15 Temmuz cinnet darbesine teşebbüs ettikleri, halka ateş açtıkları, Meclis’i bombaladıkları, vb. apaçık ortada olanlar hariç, FETÖ’cü diye sorgusuz sualsiz, bugüne kadar mahkemeye bile çıkarılmadan bir yıldır hapishanelerde tutulan, çolukları, çocukları, aileleri işsizliğe, açlığa, toplumdan soyutlanmaya, itibarsızlaştırılmaya mahkûm edilmiş yüzbinlerce insan için de adalet isteyeceksiniz.
28 Şubat’ta, başörtüsü özgürlüğünü savundukları için idamla yargılanmış olanlar, Ergenekon-Balyoz davaları mağdurları için; o davaların dünkü mağdurları, bugünün FETÖ mağdurları için adalet istediklerinde; laik ulusalcılarla Müslüman muhafazakârlar, Kürtlerle birlikte adalet için yan yana yürüdüklerinde, bakın neler değişecek bu ülkede…

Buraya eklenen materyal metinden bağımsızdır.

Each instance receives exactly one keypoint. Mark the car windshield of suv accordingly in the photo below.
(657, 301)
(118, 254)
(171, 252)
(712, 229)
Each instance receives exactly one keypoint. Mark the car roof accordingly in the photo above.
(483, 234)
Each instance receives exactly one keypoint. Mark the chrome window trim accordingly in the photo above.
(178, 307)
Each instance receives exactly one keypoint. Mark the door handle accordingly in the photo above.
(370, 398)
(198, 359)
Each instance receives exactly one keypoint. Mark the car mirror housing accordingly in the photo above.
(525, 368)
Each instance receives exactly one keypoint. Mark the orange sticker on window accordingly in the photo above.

Ben bunları söyleyince, kimilerinin dudak büktüklerini, kimilerinin siyasî bilinç yoksunluğu, saftriklik saydıklarını, buruşmaz kırışmaz keskin devrimcilerin döneklik listeme yeni paragraflar eklediklerini biliyorum. Umurumda değil çünkü, adalet arayışının siyasî-ideolojik olmaktan öte, vicdanî bir yolculuk olduğuna inanıyorum. Yürürken ya da yürüyüşe cismimizle olmasa da yüreğimizle katılırken vicdanımızla da muhasebeye girişebileceğimizi, hâlâ gizli açık ama’larımız varsa adım adım onların üstesinden gelebileceğimizi, adalet yürüyüşünden herkes için adalete doğru, hemen olmasa da süreç içinde ilerleyebileceğimize inanmak istiyorum. Yürüyüş, hele de uzun yürüyüşler insanın önünde yeni ufuklar açar. Adalet isteminde buluşup birlikte yürüyenler birbirlerini tanıdıkça, benim için adalet’ten herkes için adalet’e ulaşmak/ yükselmek mümkün olur.
Adaletin güzel, fiyakalı, siyasî getirisi olan bir sözcük olmaktan çıkıp önce kendi vicdanımızda sonra toplumda kökleşebilmesinin tek olanağı bu değil mi?
Bu olanağı kullanamazsak, “Kahrolsun adalet” cephesine yenileceğimiz de apaçık ortada değil mi?